Google (goog) secured deals with three of the four major record labels—Universal Music, Sony, and Warner Music Group. Fortune reported in March on the Warner deal, and the plans from YouTube to launch a similar streaming service. Google Play Music All Access is, as its name suggests, built atop Google Play for Android, which previously existed as a digital locker for music. All Access merges users' current Play collections with access to millions of additional songs, for $9.99 a month.
Google is offering a 30-day free trial and, in a bid to reward early adopters, if you sign up by June 30th, after the trial ends, All Access will cost $7.99 a month.

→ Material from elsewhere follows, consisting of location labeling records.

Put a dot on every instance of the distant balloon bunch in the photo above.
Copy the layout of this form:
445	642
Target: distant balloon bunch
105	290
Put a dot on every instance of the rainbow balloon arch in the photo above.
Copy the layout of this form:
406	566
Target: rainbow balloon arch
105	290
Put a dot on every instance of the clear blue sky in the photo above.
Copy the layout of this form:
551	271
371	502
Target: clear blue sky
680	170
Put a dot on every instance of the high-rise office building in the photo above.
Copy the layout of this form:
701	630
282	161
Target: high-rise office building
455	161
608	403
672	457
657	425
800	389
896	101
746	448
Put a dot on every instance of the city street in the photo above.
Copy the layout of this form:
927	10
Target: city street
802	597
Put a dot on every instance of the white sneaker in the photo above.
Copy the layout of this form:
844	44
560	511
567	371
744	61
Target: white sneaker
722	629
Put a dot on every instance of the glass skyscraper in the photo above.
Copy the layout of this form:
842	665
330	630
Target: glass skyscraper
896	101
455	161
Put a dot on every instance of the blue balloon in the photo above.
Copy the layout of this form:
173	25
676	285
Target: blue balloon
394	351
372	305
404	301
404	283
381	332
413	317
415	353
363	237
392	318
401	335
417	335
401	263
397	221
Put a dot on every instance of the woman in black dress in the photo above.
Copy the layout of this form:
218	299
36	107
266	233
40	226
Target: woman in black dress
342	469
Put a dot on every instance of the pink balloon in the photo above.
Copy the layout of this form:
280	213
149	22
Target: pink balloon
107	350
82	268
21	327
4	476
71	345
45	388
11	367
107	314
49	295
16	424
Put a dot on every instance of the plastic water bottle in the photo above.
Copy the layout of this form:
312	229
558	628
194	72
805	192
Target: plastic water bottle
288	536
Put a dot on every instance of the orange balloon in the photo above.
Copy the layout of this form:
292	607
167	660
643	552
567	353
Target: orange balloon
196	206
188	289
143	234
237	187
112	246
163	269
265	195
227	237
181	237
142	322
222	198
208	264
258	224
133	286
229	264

While Google's service seems a direct shot at other subscription-based streaming music providers, like Spotify and Rdio, it is also a direct shot at Apple (aapl), which has long been rumored to be planning a streaming service on its iTunes store. That Google managed to ink deals with the major labels -- companies that Apple has had a long relationship with -- and launch before Apple was clearly a point of pride at the company's Mountain View headquarters, where the company announced the service at Google I/O, its developer's conference. Google called it "radio without rules" and "your personal library, blended with ours" and repeatedly touted the power of "Google powered recommendations" behind a music discovery engine.
Google Play Music All Access launches Wednesday. (You can sign up here.) What will be fascinating to watch, in the coming months, is not just how Google's competitors respond, but what YouTube offers in music. After all, YouTube is currently the biggest music site on the Internet, and it gives its content away for free. When so much music is so readily available for free, what is it that makes people willing to pay for a service such as All Access?